Так началось вторжение братьев Стругацких в литературу. По сути — случайность, стечение внешних обстоятельств, „везуха“, если угодно. И они, братья Стругацкие, действительно могли бы еще…надцать лет писать „Стажеров“, „Амальтеи“, разнообразные „Извне“ — о драматической, исполненной трагедии борьбе упорного коммунистического человека с непокорной Природой. Но внешние обстоятельства не стояли на месте. Появилась жена Аркадия — Ленка, Елена Ильинична Ошанина, дочь знаменитого китаиста Ильи Михайловича Ошанина, в 30-е годы работавшего вместе с супругой своей агентом Коминтерна в чанкайшистском Китае, — то есть родом из старинной дворянской семьи, принявшей революцию и расплатившейся за это сполна: семья была во время Большого Террора разодрана в клочки, наполовину обращена в лагерную пыль, а тот из семьи, кто чудом уцелел, точно знал, в каком мире он живет, и знание это от девчонки Ленки не считал нужным скрывать… О, я отлично помню эти „схватки боевые“, в гостях у нашей мамы, по вечерам, в часы мирного отдыха АБС от трудов дневных! Эти бешеные столкновения фанатика-комсомольца БН с отпетой антисоветчицей ЕИ, этот рев, от которого, казалось, стены содрогались… Убедить фанатика не удалось, но — удалось основательно подготовить его к правильному восприятию XX съезда, с которого, по сути, и начинается для братьев Стругацких новое понимание мира, в котором им довелось оказаться…
А потом был XXII съезд, усугубивший понимание.

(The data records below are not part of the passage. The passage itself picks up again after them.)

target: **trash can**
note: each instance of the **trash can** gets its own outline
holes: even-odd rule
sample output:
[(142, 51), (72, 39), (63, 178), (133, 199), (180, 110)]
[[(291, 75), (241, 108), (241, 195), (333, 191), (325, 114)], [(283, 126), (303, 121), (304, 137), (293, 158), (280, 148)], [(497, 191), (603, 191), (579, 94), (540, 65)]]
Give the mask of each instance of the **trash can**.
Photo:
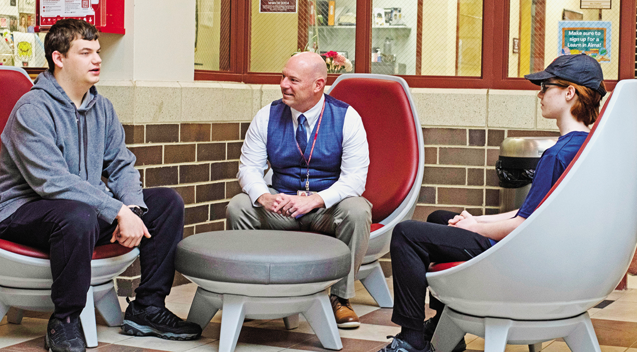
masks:
[(500, 190), (500, 213), (522, 206), (542, 153), (557, 142), (557, 137), (510, 137), (503, 141), (496, 163), (499, 185), (503, 188)]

И „историческая встреча Н. С. Хрущева с представителями творческой интеллигенции“, словно молнией осветившая истинное положение дел до самых темных закоулков: нами правят жлобы и невежды, которые под коммунизмом понимают что-то совсем иное — поганое, жлобское, срамное („общество, в котором народ с наслаждением исполняет все указания Партии и Правительства“), — и, пока они у власти, ни о каком Справедливом Обществе не может быть и речи. Какие-то (жалкие) надежды еще оставались, тлели еще: не может же быть, чтобы все это не переменилось, убрали же этого лысого дурака-кукурузника. Но тут подоспел 1967 год: пятидесятилетие ВОСР (Великой Октябрьской социалистической революции. — Д. В., Г. П.) и нам показали кузькину мать, так что лысого дурака мы уже вспоминали с нежностью. Оставалось (в нашем политическом образовании) поставить последнюю точку.

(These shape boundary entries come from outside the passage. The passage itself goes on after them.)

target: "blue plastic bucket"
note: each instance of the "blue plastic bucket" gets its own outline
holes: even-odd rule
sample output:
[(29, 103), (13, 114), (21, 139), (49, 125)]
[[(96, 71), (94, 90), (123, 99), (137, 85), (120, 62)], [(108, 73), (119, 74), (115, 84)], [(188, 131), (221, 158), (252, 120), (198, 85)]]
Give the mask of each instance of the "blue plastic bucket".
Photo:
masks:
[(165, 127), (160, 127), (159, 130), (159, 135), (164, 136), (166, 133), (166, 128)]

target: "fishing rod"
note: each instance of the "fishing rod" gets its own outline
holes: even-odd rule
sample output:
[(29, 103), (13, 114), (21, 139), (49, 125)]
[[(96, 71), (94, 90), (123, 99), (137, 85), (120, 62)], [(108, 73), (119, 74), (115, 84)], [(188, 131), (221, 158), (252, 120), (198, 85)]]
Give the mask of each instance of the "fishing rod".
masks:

И танки в Праге ее поставили.
Это был конец. Это был конец каким бы то ни было надеждам на социальный прогресс. Это был конец мирному договору с начальством, который мы еще совсем недавно готовы были заключить. У нас отняли будущее. Да и настоящее весьма основательно раскурочили: подступало „десятилетие тощих коров“, когда с 71 — го до 80 года у нас не опубликовали ни одной новой книжки — только несколько переизданий да журнальные публикации. Братья Стругацкие были объявлены „кандидатами на эмиграцию в Израиль“. Повести их, вышедшие „за бугром“, числились в КГБ „упадническими“. Слава богу, не „антисоветскими“! Тем не менее за обнаруженную при обыске „Улитку“ выгоняли владельца с работы…»
10
Впрочем, «Улитка на склоне» еще впереди.
А сейчас — первые месяцы 1964 года. Идет работа над новой повестью — «Хищные вещи века».
«Идея этой повести, — вспоминал Борис Натанович, — была такая: под воздействием мощного электронного галлюциногена, воздействующего впрямую на мозг, человек погружается в иллюзорный мир, столь же яркий, как и мир реальности, но гораздо более интересный, насыщенный замечательными событиями и совершенно избавленный от серых забот и хлопот повседневности. За наслаждение этим иллюзорным миром надобно, однако, платить свою цену: пробудившись от наркотического сна, человек становится беспощадным животным, стремящимся только к одному — вернуться, любой ценой и как можно скорее, в мир совершенной и сладостной иллюзии».